The museum recently completed a project focused on digitizing our collection of maritime log books with the help of funding courtesy of the Gladys Krieble Delmas Foundation! The goal of this project was to make a portion of our archival collection accessible online for anyone to research. By the end of the project almost three hundred of the museum’s manuscripts are now able to be easily accessed virtually through our website. By creating digital access to our library collection, the museum is able to provide research material to a greater audience than ever before.
The Nathan R. Lipfert Research Library is home to our archival collection and contains an impressive amount of resource material. In fact, the collection features millions of rare and historically important manuscripts that have been used by researchers since our inception. While researchers are still more than welcome to come in and view the collection in person, they are now able to easily do so online, as well. In addition, there are a number of manuscripts in our collection in poor condition that cannot be taken out by researchers, that are now digitized and accessible for the first time. This will allow new and exciting research projects to use our collection!
This project spanned 400 hours and helped to digitize and catalog just under 300 manuscripts including log books, journals, and diaries. These manuscripts follow Maine vessel journeys all across the globe and detail what life would have been like for sailors.
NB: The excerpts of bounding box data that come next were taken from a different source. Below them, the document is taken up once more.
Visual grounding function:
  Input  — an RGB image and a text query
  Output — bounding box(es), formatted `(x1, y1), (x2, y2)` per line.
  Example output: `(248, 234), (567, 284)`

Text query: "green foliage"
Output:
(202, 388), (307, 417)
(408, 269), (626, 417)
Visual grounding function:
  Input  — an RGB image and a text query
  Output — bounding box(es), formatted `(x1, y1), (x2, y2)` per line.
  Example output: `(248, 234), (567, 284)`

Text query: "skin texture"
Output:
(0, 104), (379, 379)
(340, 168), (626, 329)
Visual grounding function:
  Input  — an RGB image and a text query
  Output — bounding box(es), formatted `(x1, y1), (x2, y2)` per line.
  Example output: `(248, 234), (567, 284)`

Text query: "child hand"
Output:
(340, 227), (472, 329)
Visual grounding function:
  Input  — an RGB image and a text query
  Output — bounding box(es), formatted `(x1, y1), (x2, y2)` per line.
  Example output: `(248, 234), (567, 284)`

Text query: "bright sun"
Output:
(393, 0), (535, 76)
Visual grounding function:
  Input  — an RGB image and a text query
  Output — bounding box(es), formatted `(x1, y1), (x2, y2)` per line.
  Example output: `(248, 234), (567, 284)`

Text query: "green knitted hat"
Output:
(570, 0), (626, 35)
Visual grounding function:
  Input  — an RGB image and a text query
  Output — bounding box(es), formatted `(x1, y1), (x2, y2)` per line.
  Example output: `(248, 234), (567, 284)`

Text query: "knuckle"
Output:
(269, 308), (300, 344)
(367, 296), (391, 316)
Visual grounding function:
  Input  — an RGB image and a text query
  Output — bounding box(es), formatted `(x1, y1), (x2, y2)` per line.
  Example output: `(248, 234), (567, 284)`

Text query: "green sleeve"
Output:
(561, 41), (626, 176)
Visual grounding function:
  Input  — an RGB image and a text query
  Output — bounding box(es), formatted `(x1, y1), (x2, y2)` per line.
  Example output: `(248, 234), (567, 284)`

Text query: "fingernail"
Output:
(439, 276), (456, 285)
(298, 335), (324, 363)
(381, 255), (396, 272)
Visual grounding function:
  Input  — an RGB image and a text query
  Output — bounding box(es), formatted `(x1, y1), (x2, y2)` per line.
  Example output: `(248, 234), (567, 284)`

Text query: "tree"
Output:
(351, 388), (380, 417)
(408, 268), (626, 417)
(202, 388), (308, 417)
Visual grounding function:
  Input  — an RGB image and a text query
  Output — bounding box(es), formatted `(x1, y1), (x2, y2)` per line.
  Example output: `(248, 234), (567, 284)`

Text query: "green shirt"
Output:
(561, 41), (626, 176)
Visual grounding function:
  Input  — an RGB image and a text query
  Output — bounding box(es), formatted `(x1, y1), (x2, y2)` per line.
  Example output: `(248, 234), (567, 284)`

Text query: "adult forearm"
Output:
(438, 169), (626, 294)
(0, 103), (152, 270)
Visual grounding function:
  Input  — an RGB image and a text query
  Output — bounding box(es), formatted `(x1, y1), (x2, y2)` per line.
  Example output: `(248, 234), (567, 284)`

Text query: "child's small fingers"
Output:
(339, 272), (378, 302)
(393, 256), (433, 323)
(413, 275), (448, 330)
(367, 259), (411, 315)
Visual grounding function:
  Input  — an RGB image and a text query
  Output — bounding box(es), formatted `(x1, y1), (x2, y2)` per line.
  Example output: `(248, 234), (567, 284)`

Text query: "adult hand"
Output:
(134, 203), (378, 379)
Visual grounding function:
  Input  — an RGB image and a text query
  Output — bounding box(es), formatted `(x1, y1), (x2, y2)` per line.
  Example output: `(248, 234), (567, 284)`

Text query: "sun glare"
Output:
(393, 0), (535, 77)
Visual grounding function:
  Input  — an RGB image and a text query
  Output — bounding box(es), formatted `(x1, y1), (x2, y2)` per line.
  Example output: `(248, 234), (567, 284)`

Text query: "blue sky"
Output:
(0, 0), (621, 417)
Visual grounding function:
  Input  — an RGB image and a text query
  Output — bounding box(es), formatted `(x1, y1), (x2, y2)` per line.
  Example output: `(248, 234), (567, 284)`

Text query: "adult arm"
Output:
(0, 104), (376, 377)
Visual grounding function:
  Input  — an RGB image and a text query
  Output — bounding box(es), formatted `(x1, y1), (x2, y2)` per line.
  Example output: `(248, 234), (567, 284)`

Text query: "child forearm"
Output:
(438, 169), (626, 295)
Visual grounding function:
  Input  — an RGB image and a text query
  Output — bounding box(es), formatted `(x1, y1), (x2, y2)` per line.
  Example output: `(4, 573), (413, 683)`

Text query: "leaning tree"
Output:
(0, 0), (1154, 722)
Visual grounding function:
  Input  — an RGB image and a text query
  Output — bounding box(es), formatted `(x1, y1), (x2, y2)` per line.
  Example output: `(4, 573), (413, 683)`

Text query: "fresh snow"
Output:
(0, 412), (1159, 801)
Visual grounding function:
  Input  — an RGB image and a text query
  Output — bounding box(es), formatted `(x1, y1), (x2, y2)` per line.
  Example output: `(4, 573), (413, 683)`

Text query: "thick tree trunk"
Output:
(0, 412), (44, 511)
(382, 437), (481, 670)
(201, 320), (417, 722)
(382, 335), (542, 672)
Information gained from these materials includes insight on trade, accounts of personal experiences, and details of life onboard. Although each manuscript is similar in subject, each one contains details that make them unique. To start exploring the collection, access can be found on our website and on PastPerfect. There, not only will you see the digitized archival material, but also information regarding the manuscript. Most notably, information can be found on the author, which can be quite helpful when researching genealogy or related subjects.
Digitization has become a priority for many museums, including ours, and we are grateful to have had the ability to complete this project. The past year and a half has highlighted the need for greater access to collections when in person visits are no longer an option. So, with the help of the Delmas foundation grant and the Institute of Museum and Library Services grant we are happy to report that the museum is well on its way to creating comprehensive digital collections for not just the archives, but also with our artifact collection. We hope that with these two projects we can increase accessibility and continue to provide researchers with valuable material for their projects.